Gandhi first introduced the idea of Khadi in 1918 as a way to help the impoverished Indians by giving them a means to earn a livelihood. Writing about Gandhi and Khadi for mkgandhi.org, Divya Joshi says in her introduction, “But one finds a change in his emphasis from 1934, more especially from 1935, when he began on insisting on khadi for the villager’s own use, rather than merely for sale to others. His imprisonment in 1942 and 1943 gave him time to ponder further over his khadi movement, and when he came out of jail he came with a determination to give a new turn to khadi work in order to make khadi serve the needs of villagers themselves first and foremost. He poured out his soul to his fellow-workers in 1944, and urged them to effect the change.”

It is a measure of Gandhi’s steadfast commitment to the handwoven fabric that he wrote in the Navjivan newspaper on April 5, 1922, “Like swaraj, khadi is our birth-right, and it is our life-long duty to use that only. Anyone who does not fulfil that duty is totally ignorant of what swaraj is.”

In the same newspaper, he wrote on December 12, 1922, “We cannot claim to have understood the meaning of swaraj till khadi becomes as universal as currency.”

In an interview published in Navjivan on March 19, 1922, Gandhi said something even more remarkable about Khadi: “I have only one message to give and that concerns khadi. Place khadi in my hands and I shall place swaraj in yours. The uplift of the Antyajas is also covered by khadi and even Hindu- Muslim unity will live through it. It is also a great instrument of peace. This does not mean that I do not favour boycott of Councils and law-courts, but in order that people may not have a grievance against those who go to them, I desire that the people should carry on work concerning khadi even with the help of lawyers and members of legislatures. Keep the Moderates highly pleased, cultivate love and friendship for them. Once they become fearless, that very moment they will become one with us. The same holds good also for Englishmen.”

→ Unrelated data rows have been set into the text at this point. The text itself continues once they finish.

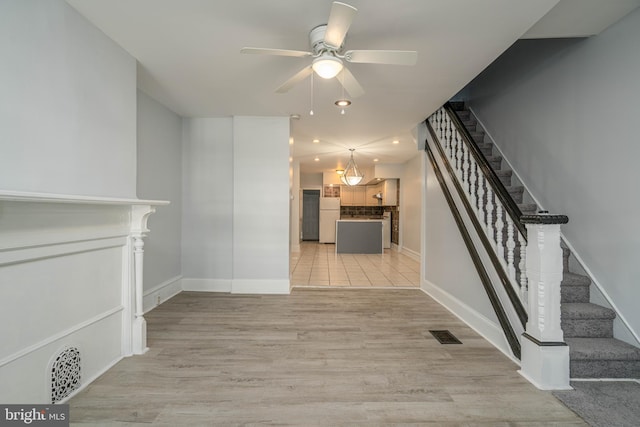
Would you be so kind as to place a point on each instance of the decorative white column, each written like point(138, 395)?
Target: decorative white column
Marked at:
point(139, 216)
point(545, 355)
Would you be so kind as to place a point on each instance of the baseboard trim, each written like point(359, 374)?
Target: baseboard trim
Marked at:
point(87, 382)
point(206, 285)
point(260, 286)
point(30, 349)
point(476, 321)
point(410, 253)
point(161, 293)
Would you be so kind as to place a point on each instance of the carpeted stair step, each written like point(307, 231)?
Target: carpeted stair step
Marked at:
point(586, 320)
point(574, 288)
point(603, 358)
point(528, 208)
point(505, 177)
point(478, 136)
point(486, 148)
point(516, 193)
point(495, 162)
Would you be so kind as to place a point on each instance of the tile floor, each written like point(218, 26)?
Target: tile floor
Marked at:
point(317, 265)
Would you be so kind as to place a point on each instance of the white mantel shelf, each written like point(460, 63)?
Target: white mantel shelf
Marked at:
point(21, 196)
point(73, 266)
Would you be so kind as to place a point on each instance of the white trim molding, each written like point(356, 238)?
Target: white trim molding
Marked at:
point(206, 285)
point(489, 330)
point(161, 293)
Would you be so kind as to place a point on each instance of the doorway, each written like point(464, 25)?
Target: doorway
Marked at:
point(310, 215)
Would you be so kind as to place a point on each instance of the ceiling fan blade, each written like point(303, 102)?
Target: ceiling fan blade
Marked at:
point(297, 78)
point(392, 57)
point(277, 52)
point(350, 84)
point(340, 19)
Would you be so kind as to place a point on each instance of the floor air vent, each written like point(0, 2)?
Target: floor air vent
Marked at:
point(65, 374)
point(445, 337)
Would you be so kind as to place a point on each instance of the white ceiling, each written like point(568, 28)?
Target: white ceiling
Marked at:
point(189, 59)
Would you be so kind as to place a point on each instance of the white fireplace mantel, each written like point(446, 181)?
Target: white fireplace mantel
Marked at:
point(70, 276)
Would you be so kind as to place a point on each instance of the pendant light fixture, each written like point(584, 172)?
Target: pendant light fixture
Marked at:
point(352, 175)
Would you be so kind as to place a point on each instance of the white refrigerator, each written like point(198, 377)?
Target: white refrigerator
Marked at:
point(329, 214)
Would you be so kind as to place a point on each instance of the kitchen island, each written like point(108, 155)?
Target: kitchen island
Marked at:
point(357, 236)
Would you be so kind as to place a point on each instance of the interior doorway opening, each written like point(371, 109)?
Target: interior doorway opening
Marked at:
point(310, 215)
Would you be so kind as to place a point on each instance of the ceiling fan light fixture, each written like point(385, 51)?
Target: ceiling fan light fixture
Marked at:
point(351, 175)
point(327, 66)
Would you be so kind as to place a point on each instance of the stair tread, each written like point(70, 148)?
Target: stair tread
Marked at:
point(585, 310)
point(601, 349)
point(573, 279)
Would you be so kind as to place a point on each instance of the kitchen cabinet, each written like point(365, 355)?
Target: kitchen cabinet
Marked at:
point(352, 196)
point(390, 192)
point(372, 190)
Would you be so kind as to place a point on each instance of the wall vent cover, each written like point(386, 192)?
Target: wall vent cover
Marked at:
point(445, 337)
point(65, 374)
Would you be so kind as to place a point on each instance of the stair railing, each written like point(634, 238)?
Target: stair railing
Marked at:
point(501, 225)
point(498, 214)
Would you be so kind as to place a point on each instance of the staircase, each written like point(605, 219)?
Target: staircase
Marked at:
point(587, 327)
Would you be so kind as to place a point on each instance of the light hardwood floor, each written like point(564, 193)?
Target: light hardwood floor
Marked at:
point(317, 264)
point(315, 357)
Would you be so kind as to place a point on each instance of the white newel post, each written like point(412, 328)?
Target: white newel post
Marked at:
point(139, 216)
point(545, 355)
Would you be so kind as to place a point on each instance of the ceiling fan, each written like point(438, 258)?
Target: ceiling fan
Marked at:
point(328, 53)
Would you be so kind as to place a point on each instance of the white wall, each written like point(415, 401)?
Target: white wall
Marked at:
point(411, 188)
point(310, 180)
point(236, 204)
point(160, 178)
point(565, 115)
point(67, 104)
point(261, 204)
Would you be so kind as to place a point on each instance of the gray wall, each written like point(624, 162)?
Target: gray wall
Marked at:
point(411, 204)
point(207, 216)
point(565, 113)
point(236, 204)
point(67, 104)
point(160, 178)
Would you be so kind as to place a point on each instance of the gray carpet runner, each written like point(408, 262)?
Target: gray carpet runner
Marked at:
point(587, 327)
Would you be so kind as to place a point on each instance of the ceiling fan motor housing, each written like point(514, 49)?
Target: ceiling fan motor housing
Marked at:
point(316, 41)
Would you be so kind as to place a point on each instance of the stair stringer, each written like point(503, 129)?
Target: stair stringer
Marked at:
point(622, 330)
point(510, 311)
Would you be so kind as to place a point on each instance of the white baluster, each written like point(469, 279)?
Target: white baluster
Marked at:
point(511, 245)
point(489, 208)
point(472, 182)
point(458, 155)
point(465, 167)
point(499, 228)
point(481, 201)
point(521, 265)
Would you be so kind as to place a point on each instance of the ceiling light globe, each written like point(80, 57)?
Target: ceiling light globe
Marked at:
point(327, 66)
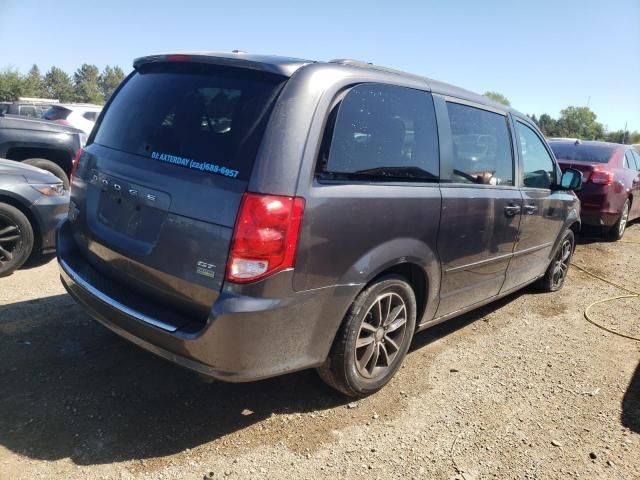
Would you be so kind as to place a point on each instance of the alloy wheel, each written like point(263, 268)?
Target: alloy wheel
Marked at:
point(10, 240)
point(381, 335)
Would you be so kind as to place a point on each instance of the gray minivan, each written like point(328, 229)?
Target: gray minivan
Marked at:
point(247, 216)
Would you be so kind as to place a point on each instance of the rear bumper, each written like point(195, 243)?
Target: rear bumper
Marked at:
point(245, 337)
point(599, 219)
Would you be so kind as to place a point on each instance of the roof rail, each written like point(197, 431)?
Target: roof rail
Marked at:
point(350, 61)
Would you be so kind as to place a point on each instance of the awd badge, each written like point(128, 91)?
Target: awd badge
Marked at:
point(206, 269)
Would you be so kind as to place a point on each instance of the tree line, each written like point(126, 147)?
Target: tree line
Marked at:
point(575, 122)
point(86, 85)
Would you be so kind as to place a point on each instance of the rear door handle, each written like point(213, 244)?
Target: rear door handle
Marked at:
point(512, 210)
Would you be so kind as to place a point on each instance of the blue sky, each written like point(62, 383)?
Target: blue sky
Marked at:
point(543, 55)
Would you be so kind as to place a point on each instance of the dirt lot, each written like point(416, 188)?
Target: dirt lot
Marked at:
point(525, 388)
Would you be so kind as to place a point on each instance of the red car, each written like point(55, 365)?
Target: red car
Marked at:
point(610, 192)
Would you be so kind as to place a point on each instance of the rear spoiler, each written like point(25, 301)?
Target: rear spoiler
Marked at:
point(264, 63)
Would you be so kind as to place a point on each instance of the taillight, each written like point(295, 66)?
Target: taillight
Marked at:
point(265, 237)
point(601, 177)
point(74, 164)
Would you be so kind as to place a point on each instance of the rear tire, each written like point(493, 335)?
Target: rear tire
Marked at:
point(51, 167)
point(556, 273)
point(373, 340)
point(16, 239)
point(617, 231)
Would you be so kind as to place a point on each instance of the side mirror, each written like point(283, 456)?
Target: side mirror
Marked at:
point(571, 180)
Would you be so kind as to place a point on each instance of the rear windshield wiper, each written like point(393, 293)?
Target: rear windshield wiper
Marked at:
point(398, 173)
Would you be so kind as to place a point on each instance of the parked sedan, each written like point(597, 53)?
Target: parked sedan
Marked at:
point(610, 192)
point(33, 202)
point(81, 116)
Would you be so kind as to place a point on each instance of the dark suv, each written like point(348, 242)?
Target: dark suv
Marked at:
point(248, 216)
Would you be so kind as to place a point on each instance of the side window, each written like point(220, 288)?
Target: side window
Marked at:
point(636, 155)
point(482, 152)
point(538, 169)
point(382, 132)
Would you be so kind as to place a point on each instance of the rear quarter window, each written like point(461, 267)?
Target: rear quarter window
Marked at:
point(384, 133)
point(56, 113)
point(201, 117)
point(482, 152)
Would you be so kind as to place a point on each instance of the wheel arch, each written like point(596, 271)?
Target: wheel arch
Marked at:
point(60, 157)
point(16, 203)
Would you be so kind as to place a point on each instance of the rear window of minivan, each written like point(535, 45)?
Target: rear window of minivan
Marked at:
point(200, 117)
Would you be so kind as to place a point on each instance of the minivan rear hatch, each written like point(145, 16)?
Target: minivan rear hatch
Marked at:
point(158, 187)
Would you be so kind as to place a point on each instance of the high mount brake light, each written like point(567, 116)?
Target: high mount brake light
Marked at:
point(265, 237)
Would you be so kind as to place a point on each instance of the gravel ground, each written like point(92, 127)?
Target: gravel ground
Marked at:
point(524, 388)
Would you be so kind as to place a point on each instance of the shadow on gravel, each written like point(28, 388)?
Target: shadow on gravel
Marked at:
point(631, 403)
point(71, 388)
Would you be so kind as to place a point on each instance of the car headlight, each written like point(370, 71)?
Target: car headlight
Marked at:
point(50, 190)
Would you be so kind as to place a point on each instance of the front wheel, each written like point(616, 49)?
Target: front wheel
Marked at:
point(373, 339)
point(556, 273)
point(50, 167)
point(16, 239)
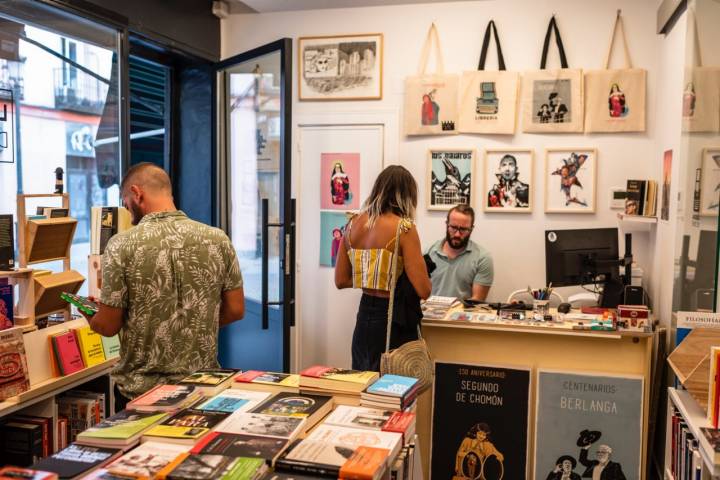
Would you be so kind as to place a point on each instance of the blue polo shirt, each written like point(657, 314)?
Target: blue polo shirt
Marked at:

Gandhi’s emphasis on Khadi was also a part of his broader political doctrine. “Ever since the commencement of our present struggle, we have been feeling the necessity of boycotting foreign cloth. I venture to suggest that, when khaddar comes universally in use, the boycott of foreign cloth will automatically follow. Speaking for myself, charkha and khaddar have a special religious significance to me because they are a symbol of kinship between the members of both the communities and the hunger- and disease- stricken poor. It is by virtue of the fact that our movement can today be described as moral and economic as well as political,” he said in a letter he wrote from the Sabarmati jail on December 12, 1922 to a certain Abdul Bari.

Kamal Haasan’s launch of ‘House of Khaddar’ almost a century after those pronouncements may be fortuitous but given his superstardom, there are expectations that Khadi just might cross from being a coarse and lowly fabric to the level couture.